財政赤字解消への政策アイディア2(00.3.30)
※投稿されたご意見を、片山が編集・一部修正
■松岡様より
結論:金融機関の健全化・効率化が重要
日本の最大の問題点は結局のところ”金が効率よく回っていない”ことに尽きるのではないでしょうか。その効率性の低下を「貨幣の流通速度の低下」として考えれば、やはり金融機関の効率化が不可欠だと考えます。
経済においての主人公はやはり私たち一人一人であり、私たちのお金の回し方に焦点を当てる立場を強調すべきだと、考えています。
今の変化の早い世の中で、お金をすばやく他の手から他の手に回しやすい環境がなければ、SupplyとDemandのGapが生じるのは当然ではないでしょうか。それを担っているのは銀行でしょうし、それ以外にも環境作りが必要でしょう。
(例) 新興企業でも上場できる株式市場
家からでもすぐにほしいものが買えるOn−line など
その意味では、財政支出は効果はないと考えます。
流れ−片山が相当編集:
お金の循環がよくなる → 必要なところへ、使われてないお金がまわるようになる → 銀行が、誰も見向きもしなかった需要を発掘
+急激に新しいものを創造することにつながる → 同時に、大きな利鞘を生み出す融資が成立しているはず
■コメント
●理論的背景●
この考え方は、松岡様も付記されていましたが、古典派の貨幣数量説に基づくものです。最初にそれを簡単に説明して、現実への対応を考えます。
この説の基本となる方程式は「MV=PY」です。
(M:貨幣量、V:貨幣の流通速度、P:物価、Y:所得)
そして松岡様の主張は「Vを上昇させれば、Yが上昇するはず」というものでした。
ただ、もともとVというのは、V=PY/Mと定義されています。(PY:名目GNP、M:マネーサプライ)この定義から上の方程式を導出しているわけですので、「V↑」は、もともとの定義に従えば、「PorY↑」か、「M↓」につながる事になります。
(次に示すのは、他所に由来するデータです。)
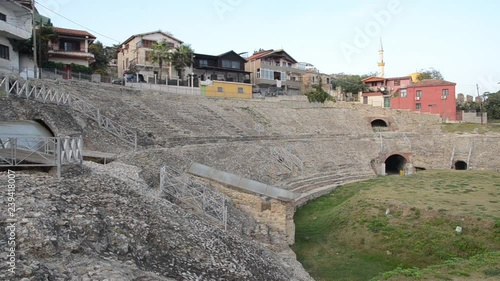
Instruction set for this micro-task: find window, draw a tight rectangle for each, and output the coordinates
[60,40,80,52]
[222,60,240,69]
[0,44,9,60]
[400,89,407,98]
[217,87,223,92]
[259,69,274,80]
[280,72,286,81]
[394,80,400,86]
[416,103,422,110]
[442,89,449,99]
[199,59,208,67]
[416,90,423,97]
[0,13,6,22]
[238,87,244,94]
[371,82,378,86]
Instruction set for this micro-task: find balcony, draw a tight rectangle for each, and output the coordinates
[254,78,302,89]
[0,20,31,40]
[259,60,305,74]
[48,49,95,63]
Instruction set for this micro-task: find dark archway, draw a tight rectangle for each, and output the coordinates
[371,119,388,128]
[33,119,55,136]
[385,154,407,174]
[454,161,468,170]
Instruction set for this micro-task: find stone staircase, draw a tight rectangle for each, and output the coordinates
[280,167,376,207]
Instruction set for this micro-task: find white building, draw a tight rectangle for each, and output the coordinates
[0,0,34,77]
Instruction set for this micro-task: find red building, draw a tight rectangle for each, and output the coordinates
[392,79,457,121]
[362,77,457,121]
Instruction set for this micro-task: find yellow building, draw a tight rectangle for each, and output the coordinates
[201,80,252,99]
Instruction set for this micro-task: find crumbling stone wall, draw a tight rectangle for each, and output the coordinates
[199,179,296,248]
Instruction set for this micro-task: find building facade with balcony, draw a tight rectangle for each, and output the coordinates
[0,0,33,74]
[117,31,183,81]
[47,27,96,68]
[193,50,250,84]
[245,49,305,96]
[361,76,413,108]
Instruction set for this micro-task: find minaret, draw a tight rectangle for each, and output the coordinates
[378,38,385,77]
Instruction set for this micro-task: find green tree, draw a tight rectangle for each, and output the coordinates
[89,41,110,74]
[171,44,194,80]
[332,74,369,96]
[149,39,174,82]
[416,68,444,80]
[305,78,334,103]
[484,90,500,120]
[10,25,57,67]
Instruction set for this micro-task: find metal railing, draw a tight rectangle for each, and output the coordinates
[0,75,137,149]
[377,132,412,152]
[270,146,304,174]
[159,165,228,230]
[0,135,83,178]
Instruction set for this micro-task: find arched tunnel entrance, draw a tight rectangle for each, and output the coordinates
[454,161,468,170]
[371,119,388,127]
[385,154,407,175]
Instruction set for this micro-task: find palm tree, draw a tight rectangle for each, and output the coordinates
[149,40,174,83]
[171,44,194,80]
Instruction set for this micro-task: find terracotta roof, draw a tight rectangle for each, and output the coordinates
[408,79,456,88]
[362,76,385,82]
[53,27,96,39]
[247,49,274,61]
[121,31,183,46]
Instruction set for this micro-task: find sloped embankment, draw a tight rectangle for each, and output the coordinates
[0,163,310,281]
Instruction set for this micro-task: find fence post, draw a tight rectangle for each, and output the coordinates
[96,109,101,126]
[134,133,137,151]
[4,77,9,93]
[56,136,62,179]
すなわち、物価(GNPデフレーター)、実質GNPを上昇させるか、あるいはマネーサプライを減少させる可能性があるわけです。なので松岡様の議論は若干ゆるいことになります。
※参考
ちなみに、この方程式を主張した古典派の人たちは「V,Yは一定」と仮定して、MとPの比例関係を主張したのでした。これは、古典派は完全雇用を前提としているので産出量(Y)は常に一定となり、財市場(常に一定)と貨幣市場(Mの動き)はお互い影響を与えない、と考えるからです。そして、そもそもYは一定なので、Vをいじって変化させようとする事自体意味がありません。(貨幣はベールのような働きしかせず中立性を満たす=Yには影響しない=古典派の二分法=貨幣ベール観)
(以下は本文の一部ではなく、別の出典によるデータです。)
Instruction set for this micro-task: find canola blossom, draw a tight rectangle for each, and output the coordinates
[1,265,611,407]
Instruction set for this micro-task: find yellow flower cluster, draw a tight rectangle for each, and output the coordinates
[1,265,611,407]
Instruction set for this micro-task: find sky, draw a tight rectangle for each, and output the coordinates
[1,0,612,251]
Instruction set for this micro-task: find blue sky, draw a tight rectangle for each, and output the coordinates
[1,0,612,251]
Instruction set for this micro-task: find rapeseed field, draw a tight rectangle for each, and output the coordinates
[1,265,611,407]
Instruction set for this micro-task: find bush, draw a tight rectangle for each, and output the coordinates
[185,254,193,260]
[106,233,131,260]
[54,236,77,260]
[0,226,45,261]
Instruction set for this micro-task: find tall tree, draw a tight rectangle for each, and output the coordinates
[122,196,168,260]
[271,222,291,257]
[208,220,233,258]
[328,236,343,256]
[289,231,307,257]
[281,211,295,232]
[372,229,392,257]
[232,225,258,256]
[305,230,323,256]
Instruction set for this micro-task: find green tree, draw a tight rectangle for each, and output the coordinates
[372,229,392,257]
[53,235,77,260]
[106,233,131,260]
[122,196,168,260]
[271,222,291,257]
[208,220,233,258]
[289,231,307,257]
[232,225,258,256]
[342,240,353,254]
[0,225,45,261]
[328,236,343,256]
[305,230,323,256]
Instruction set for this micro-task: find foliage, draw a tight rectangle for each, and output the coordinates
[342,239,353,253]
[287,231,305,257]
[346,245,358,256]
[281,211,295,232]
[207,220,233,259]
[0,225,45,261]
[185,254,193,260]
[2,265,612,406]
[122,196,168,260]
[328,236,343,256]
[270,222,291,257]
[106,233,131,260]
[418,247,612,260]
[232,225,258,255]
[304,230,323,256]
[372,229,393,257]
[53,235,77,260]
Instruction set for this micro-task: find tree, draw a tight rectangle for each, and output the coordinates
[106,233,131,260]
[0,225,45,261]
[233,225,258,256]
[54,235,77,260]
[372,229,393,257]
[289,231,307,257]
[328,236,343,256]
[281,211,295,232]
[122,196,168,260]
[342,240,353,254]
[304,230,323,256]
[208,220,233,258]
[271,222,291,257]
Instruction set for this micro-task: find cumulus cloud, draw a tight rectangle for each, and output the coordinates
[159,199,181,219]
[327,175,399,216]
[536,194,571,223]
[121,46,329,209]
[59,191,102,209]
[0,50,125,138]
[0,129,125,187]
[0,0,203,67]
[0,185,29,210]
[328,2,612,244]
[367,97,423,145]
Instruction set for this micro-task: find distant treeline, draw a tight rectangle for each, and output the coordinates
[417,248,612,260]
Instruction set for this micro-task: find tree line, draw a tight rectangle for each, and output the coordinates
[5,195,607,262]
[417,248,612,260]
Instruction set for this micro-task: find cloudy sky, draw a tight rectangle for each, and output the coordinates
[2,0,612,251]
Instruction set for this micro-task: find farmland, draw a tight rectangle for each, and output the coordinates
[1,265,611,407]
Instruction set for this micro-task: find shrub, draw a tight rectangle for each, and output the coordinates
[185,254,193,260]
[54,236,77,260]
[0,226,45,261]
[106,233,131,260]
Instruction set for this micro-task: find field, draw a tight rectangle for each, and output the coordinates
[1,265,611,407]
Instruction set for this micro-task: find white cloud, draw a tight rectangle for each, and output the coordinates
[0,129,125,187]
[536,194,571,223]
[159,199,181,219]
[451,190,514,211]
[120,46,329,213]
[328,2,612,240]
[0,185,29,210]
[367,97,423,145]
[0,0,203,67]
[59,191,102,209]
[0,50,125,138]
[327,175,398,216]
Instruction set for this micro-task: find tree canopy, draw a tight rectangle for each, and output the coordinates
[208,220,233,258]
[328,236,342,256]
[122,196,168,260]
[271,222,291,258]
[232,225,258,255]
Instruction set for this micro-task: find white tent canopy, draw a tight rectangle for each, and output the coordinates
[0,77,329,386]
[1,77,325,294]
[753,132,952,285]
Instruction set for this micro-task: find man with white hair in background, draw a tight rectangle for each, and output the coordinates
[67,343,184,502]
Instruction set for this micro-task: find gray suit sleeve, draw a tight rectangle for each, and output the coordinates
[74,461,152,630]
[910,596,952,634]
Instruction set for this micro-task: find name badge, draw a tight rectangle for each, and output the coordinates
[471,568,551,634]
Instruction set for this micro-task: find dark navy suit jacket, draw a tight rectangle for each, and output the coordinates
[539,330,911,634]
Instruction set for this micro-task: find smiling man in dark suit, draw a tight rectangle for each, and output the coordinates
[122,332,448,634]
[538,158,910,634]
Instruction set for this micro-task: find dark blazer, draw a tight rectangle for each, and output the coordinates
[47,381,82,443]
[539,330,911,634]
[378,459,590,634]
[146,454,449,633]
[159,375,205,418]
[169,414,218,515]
また、ケインズは、Mの変化はr(利子率)に影響を与える事で、財市場にも影響を与える事を主張して、批判しました。確かに完全雇用を前提をして産出量を考えるのは、ちょっと非現実的ではありますね・・。
●現実経済への示唆●
先述の式を現在の日本経済に厳密にあてはめるのは、相当無理がありますが、そもそも完全な理論などない以上、適当な仮定をおいて、制約付きのモデルから出てくる結論を、1つの考え方として主張するのは、まさに経済学の意味です。
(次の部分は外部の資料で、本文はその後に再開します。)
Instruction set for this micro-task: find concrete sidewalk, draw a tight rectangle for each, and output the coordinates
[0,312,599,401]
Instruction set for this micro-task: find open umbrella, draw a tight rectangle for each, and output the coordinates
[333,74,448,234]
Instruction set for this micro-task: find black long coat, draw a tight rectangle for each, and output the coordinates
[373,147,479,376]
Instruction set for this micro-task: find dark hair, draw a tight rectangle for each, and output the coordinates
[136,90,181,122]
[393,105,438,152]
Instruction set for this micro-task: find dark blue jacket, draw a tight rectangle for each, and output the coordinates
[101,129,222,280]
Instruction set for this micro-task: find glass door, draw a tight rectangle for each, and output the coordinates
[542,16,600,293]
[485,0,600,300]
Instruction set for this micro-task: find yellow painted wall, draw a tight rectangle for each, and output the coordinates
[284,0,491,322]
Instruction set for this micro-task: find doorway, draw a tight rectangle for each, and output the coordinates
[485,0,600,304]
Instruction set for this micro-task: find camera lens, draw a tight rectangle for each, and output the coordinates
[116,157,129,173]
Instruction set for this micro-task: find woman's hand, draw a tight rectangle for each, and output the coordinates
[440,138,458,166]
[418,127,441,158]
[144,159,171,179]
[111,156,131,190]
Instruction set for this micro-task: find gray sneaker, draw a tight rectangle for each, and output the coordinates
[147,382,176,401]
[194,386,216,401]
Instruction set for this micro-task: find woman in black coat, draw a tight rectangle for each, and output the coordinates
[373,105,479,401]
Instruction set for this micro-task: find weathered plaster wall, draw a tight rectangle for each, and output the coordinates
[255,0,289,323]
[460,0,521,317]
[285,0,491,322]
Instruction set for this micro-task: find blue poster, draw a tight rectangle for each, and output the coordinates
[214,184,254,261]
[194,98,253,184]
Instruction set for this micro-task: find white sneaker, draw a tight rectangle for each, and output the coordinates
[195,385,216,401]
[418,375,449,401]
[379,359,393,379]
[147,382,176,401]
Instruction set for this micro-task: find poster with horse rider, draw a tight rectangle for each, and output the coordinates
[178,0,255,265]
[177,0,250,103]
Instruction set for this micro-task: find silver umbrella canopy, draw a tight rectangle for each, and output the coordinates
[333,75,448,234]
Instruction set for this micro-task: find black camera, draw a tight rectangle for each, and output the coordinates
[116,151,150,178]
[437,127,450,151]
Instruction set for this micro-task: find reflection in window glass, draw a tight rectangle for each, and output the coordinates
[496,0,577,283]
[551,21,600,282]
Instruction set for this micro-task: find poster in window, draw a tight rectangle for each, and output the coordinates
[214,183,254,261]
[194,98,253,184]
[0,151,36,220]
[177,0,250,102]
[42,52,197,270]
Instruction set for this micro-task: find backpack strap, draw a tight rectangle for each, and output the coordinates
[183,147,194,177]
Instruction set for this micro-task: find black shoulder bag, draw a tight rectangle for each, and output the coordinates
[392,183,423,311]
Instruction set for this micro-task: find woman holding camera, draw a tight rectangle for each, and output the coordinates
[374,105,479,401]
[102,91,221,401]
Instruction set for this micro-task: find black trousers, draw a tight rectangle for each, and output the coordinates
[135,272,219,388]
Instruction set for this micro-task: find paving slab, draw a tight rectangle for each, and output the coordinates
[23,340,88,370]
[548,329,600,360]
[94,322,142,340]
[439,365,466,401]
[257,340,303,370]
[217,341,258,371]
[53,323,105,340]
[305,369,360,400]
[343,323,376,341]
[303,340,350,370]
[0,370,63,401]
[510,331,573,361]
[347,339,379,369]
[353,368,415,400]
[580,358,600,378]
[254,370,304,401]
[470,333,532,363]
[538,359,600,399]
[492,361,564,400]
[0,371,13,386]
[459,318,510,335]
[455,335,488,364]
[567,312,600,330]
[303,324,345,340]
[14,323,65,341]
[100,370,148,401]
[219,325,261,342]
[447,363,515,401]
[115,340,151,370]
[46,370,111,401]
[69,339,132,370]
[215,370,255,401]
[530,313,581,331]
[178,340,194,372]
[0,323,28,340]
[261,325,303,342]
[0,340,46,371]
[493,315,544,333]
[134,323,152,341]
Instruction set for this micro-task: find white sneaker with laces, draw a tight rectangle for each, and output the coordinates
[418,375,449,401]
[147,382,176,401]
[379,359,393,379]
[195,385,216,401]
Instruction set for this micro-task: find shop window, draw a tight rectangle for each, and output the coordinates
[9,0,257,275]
その意味で、金融機関の効率化を「V↑」という観点から主張するのも面白いでしょう。そして先ほどの式でも、「V↑」を「P↑、M↓」をともなわない形で実現できれば、「Y↑」の可能性もあります。(物価やマネーサプライは、日銀の政策目標でもありますので、そのコントロールは不可能ではありません)
ただ、上にも書きましたが、そもそもこのモデル自体が「完全雇用」「財市場と貨幣市場(利子率とマネーサプライ)が無相関」を前提にしていますので、相当つらいのも事実ですね・・。(=この2つはほとんどありえません)また「財政支出が効果ない」というのも、これらの前提のもとでしょうが、これらは、現実的にはほとんどsupportされないと思います。
いずれにせよ、企業収益向上による税収増のためにも、銀行の効率性上昇は欠かせません。統合などで土台を作り、あとはその中身を変容させる事です。